Our PCN recognized the need for improved communication between acute care sites (like hospitals), and primary care providers (like your family doctor). So, Dawn helped design our discharge planning program, to decrease the chances of hospital readmittance, to help in recovery, to ensure medications are prescribed and given correctly, and to prepare those required to take over the patientʼs care.
Our Discharge Planning Program provides the critical link between treatment the patient receives in hospital, and post-discharge care provided in the the Patient Medical Home (pMH).
Prior to our initiative, patients sometimes left the hospital without their family doctor being aware of the discharge.

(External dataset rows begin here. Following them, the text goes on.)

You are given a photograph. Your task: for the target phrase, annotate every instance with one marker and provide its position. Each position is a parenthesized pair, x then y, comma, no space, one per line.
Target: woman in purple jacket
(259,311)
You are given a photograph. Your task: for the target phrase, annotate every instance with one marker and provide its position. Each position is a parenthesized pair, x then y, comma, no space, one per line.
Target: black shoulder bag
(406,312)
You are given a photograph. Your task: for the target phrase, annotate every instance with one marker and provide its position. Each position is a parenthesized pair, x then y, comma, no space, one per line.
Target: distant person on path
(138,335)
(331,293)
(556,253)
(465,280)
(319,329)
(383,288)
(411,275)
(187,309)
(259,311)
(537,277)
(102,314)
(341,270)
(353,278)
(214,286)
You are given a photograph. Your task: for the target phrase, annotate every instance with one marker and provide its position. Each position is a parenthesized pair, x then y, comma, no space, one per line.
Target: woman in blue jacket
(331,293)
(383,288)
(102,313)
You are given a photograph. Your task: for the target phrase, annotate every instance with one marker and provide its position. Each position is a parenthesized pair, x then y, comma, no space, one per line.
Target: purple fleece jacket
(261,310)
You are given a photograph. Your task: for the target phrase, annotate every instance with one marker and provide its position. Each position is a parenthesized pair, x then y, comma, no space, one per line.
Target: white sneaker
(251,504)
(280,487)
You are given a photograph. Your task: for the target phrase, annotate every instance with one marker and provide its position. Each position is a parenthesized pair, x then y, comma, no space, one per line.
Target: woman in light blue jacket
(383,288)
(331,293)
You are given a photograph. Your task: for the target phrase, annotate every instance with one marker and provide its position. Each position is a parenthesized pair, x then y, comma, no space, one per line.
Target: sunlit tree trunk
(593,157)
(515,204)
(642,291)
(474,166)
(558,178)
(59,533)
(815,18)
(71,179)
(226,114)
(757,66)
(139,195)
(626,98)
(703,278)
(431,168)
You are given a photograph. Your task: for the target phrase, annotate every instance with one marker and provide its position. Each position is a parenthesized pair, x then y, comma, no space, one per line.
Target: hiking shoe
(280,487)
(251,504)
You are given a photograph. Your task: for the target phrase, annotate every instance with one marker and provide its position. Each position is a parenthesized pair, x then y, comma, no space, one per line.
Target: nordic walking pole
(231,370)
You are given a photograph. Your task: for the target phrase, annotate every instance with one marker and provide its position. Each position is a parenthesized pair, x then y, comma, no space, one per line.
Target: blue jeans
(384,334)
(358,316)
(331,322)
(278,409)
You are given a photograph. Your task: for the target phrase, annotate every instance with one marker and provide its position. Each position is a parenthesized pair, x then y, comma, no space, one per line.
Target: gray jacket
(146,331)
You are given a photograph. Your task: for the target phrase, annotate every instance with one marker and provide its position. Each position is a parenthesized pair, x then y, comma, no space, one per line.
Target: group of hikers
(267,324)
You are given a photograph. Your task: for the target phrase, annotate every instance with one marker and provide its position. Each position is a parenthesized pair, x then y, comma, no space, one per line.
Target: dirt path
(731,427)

This lack of information often led to:
- duplicate effort between Alberta Health Services and pMH,
- minimal - or missing - communication, and
- faltering confidence on the part of patients that everything that could be done was being done for their health concerns.
In our current rural model, our RN attends weekly multidisciplinary discharge plans, advocating for referrals to community/outpatient services while collecting information on the patient’s plan for discharge.
The discharge plan then gets relayed from our nurse to that patient’s physician or pMH. This is where the primary care team gathers information on the anticipated discharge, and plans for community follow-up.
A patient’s primary care team may also relay pertinent information back to the acute care site via the CRPCN nurse. Once the patient is discharged, the primary care team is notified by acute care and the follow-up care can be initiated.